Dr. Van Laar’s student is sequencing the bacteria’s genes to see what mutations are occurring.
“That’s what we’re analyzing now,” she said, “to see which genes are contributing to that resistance. If we can identify which genes are involved, maybe we can identify other targets, like combination therapies, that would help. I have another student looking at that.”
During her first semester at Fresno State, Dr. Van Laar taught a class called Revenge of the Killer Microbes. So she’s very familiar with just how deadly bacteria can be.
“This particular bacteria will grow in almost anything,” she said. “It overtakes all kinds of other bacteria, and it’s really dangerous.”
She’s actually on the Institutional BioSafety Committee, which isn’t surprising, given that she has to ensure so many safety protocols in her work.
While her teaching methods had to be adapted during COVID, Dr. Van Laar was already trained in teaching online, so she did not find it too difficult to transition to the COVID lecture environments.
“What I tried to do was make it as easy for the students as possible,” she said. “I would prerecord lectures in short segments, and in order to encourage them to watch those lectures, I would incorporate small quizzes.”
She also scaffolded the classes with online techniques that work, such as using break-out rooms, but she misses the one-on-one interaction in the classroom and in the lab.
Some things done in the lab just don’t translate well into online environments, she noted, because you need hands-on learning.
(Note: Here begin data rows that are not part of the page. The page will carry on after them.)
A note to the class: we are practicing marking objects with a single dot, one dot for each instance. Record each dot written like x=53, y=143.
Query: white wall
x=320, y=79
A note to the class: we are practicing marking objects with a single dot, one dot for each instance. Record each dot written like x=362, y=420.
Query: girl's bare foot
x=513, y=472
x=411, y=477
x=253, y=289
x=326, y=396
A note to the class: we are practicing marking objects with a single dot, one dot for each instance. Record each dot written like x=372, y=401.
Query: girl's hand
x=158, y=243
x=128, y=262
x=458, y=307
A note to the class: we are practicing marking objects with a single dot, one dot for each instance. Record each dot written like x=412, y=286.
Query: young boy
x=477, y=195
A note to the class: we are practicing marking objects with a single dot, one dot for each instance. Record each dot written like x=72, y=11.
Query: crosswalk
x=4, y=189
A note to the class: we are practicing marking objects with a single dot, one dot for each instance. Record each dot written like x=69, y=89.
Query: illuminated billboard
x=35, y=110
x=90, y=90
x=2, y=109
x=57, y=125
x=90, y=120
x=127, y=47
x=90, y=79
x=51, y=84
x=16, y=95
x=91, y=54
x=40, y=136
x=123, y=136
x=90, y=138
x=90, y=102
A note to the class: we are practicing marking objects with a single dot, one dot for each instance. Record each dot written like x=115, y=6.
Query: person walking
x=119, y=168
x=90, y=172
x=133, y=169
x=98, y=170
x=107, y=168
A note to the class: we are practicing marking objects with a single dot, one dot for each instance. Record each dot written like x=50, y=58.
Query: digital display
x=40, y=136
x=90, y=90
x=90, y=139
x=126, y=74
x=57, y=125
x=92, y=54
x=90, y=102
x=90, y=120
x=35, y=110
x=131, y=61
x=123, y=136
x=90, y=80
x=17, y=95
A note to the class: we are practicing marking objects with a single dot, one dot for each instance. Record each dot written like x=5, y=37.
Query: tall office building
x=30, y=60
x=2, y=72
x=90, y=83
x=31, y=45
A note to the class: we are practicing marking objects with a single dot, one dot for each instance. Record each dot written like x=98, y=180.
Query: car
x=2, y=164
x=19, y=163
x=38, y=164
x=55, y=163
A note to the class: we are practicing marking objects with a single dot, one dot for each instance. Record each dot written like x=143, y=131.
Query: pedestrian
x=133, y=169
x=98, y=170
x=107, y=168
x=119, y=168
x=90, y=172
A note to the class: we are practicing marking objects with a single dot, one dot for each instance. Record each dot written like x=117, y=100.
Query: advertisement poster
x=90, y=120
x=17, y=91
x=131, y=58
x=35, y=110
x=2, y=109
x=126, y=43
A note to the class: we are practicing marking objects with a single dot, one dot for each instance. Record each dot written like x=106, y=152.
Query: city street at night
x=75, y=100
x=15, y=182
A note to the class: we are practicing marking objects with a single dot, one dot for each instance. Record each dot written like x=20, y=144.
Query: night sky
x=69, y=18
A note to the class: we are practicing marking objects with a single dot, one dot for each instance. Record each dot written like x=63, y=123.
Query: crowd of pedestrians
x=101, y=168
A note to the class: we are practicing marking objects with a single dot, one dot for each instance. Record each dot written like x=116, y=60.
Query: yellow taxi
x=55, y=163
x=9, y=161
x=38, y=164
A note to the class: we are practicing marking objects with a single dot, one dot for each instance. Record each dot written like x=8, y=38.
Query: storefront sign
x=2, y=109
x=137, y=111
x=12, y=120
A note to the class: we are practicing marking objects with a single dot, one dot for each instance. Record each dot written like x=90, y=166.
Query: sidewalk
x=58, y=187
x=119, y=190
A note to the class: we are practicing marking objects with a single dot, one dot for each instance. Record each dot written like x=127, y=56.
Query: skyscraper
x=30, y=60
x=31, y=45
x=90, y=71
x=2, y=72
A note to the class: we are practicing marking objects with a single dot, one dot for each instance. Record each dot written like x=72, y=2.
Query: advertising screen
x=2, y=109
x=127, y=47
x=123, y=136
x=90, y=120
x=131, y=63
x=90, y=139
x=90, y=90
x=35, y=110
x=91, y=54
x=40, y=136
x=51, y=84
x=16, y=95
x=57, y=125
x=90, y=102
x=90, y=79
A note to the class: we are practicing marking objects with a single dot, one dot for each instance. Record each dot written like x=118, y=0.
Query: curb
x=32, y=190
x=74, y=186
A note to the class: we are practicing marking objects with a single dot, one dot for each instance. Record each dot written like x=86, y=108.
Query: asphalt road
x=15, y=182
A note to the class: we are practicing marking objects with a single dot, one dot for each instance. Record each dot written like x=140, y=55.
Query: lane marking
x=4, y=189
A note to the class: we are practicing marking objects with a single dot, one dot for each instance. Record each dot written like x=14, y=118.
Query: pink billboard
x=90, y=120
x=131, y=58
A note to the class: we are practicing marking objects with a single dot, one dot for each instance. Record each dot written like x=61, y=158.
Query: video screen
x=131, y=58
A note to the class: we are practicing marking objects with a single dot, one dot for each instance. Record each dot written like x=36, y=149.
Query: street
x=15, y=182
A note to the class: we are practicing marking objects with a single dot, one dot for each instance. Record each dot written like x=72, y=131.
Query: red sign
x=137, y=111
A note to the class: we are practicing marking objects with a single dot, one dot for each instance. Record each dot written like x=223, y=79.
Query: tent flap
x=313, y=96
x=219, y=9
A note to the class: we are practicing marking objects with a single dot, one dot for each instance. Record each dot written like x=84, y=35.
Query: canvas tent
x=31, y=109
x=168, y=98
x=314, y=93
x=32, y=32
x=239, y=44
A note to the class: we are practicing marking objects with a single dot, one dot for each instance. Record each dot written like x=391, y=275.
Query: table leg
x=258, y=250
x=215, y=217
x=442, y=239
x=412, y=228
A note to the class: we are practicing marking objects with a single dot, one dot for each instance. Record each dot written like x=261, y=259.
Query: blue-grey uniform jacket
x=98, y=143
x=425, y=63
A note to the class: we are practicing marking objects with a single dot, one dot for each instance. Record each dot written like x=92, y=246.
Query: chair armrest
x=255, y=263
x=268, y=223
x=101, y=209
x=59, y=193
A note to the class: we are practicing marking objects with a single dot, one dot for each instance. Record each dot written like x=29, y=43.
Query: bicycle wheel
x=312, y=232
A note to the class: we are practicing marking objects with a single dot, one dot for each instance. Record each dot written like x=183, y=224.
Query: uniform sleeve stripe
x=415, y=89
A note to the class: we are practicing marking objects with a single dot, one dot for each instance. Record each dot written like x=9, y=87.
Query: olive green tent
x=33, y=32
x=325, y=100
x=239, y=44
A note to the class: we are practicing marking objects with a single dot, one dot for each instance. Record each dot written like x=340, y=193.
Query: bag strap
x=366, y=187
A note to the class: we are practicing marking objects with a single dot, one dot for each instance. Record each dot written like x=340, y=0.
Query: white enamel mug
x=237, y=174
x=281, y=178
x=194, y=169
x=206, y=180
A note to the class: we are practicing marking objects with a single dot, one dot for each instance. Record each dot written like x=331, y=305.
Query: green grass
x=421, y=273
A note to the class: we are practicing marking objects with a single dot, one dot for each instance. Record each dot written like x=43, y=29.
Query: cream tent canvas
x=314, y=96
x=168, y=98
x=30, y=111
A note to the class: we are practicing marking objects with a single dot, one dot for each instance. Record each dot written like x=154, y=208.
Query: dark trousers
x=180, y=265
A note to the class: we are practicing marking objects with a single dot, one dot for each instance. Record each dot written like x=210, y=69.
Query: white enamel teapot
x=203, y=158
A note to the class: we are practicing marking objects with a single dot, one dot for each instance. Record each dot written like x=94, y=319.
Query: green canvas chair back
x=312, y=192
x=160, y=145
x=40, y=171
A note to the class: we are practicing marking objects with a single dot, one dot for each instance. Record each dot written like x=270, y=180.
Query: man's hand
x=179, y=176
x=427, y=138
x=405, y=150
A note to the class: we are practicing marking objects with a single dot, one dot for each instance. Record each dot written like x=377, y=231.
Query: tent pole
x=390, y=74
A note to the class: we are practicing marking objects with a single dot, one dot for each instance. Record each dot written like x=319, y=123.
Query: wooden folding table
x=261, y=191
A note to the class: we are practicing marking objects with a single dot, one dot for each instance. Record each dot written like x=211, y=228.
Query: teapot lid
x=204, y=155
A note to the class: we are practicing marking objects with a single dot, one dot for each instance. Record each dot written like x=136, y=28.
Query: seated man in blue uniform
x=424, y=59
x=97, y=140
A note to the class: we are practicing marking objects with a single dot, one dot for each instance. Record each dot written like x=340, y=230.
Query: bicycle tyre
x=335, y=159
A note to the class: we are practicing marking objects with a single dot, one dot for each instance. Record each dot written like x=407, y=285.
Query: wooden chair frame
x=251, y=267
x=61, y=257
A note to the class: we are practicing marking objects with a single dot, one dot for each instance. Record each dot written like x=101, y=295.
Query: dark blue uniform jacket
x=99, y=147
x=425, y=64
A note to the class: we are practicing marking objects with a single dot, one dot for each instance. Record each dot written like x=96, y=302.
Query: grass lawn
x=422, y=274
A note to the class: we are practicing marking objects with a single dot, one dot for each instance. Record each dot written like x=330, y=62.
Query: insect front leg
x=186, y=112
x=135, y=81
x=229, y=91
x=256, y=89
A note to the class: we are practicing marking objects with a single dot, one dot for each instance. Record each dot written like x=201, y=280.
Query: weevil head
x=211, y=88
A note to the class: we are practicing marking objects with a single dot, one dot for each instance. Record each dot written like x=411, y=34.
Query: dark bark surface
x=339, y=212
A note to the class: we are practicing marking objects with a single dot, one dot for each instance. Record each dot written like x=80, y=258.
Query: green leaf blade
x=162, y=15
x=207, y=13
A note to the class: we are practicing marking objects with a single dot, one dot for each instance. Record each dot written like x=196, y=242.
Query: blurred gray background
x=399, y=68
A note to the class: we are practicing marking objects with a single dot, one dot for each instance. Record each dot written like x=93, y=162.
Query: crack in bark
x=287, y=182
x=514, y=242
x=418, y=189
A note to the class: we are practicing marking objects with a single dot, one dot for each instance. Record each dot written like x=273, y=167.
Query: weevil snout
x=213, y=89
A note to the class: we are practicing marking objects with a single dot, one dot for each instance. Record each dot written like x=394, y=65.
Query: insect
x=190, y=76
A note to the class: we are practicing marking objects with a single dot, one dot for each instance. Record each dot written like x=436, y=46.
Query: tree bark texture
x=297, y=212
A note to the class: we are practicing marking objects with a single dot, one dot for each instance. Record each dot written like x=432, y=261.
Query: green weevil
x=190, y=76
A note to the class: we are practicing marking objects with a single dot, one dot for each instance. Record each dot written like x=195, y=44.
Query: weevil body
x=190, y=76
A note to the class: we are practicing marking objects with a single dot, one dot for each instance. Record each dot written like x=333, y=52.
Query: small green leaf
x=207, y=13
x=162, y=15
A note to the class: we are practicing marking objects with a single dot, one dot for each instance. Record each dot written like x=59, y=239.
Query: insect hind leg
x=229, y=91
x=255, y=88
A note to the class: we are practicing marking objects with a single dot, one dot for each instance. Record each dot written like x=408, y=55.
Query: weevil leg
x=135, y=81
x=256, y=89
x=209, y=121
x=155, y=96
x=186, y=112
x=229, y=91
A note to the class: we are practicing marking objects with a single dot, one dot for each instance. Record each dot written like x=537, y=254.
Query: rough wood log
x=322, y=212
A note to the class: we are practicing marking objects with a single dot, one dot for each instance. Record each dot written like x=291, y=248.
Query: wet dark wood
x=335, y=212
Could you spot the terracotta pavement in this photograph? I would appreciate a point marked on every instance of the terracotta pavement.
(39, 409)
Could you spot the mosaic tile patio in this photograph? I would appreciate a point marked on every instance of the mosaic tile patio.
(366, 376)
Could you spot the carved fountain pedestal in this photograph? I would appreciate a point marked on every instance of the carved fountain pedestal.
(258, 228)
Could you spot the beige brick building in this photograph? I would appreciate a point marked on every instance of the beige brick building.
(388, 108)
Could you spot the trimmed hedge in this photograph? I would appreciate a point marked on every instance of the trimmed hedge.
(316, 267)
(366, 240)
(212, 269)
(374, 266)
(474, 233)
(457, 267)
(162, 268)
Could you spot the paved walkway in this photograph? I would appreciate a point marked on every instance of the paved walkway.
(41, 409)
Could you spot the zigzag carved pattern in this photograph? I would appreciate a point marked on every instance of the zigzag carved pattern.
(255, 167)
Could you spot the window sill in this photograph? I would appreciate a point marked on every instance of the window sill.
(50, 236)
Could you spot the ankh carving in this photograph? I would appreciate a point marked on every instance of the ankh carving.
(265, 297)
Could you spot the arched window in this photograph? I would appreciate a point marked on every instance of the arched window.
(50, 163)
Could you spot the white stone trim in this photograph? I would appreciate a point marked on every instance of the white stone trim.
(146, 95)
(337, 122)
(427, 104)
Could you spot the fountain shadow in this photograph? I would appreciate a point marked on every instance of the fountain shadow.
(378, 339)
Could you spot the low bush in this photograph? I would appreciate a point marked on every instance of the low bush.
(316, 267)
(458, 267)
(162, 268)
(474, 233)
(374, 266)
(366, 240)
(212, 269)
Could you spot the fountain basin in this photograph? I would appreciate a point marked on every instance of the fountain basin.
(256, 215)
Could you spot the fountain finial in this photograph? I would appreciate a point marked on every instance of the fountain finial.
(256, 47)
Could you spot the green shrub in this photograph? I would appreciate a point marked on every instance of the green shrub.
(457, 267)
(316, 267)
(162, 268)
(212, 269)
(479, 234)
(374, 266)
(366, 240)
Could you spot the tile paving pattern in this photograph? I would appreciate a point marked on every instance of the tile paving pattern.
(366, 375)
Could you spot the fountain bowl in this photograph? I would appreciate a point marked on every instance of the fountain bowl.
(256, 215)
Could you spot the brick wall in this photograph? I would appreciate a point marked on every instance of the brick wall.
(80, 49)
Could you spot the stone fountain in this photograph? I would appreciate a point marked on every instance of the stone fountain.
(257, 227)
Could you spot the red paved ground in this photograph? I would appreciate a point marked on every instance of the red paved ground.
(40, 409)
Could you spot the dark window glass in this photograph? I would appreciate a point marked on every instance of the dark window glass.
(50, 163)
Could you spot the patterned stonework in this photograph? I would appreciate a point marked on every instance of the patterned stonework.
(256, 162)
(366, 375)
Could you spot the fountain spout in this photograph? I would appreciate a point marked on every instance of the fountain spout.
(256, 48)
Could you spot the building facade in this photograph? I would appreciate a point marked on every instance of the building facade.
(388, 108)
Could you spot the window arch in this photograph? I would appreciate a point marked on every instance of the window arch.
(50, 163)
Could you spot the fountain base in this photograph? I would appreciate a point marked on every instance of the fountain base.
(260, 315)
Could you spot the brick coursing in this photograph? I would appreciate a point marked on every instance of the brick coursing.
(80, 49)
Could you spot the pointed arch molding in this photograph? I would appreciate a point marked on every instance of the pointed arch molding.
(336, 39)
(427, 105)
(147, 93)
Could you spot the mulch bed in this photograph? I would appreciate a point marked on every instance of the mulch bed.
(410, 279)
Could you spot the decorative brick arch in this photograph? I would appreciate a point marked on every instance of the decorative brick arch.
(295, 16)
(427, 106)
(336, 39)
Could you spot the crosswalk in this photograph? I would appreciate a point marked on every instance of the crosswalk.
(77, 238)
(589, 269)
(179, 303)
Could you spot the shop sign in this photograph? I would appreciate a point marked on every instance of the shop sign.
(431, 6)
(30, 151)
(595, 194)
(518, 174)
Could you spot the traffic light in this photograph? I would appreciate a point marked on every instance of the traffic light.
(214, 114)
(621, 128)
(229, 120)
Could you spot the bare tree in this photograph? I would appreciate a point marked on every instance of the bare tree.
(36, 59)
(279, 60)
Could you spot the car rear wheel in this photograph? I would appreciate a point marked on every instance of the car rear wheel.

“You can read about something, but the training aspect is needed,” she said.
Even following a recipe for the first time can be a disaster, she pointed out. It’s far worse when the stakes are higher.
“Analogies would be, You wouldn’t hire a plumber who was doing something for the first time, and you wouldn’t hire an electrician who had never done any work,” she said. “And you definitely wouldn’t want a surgeon performing surgery on you for the first time ever.”
Since hands-on work is so essential to the field of biology, Dr. Van Laar is looking forward to a time when she can resume more actual work in the lab with students.
Dr. Van Laar has a B.S. in Biology from California State University, Stanislaus; an M.S. in Biology from University of the Pacific in Stockton; and a Ph.D. in Cell and Molecular Biology from the University of Texas at San Antonio.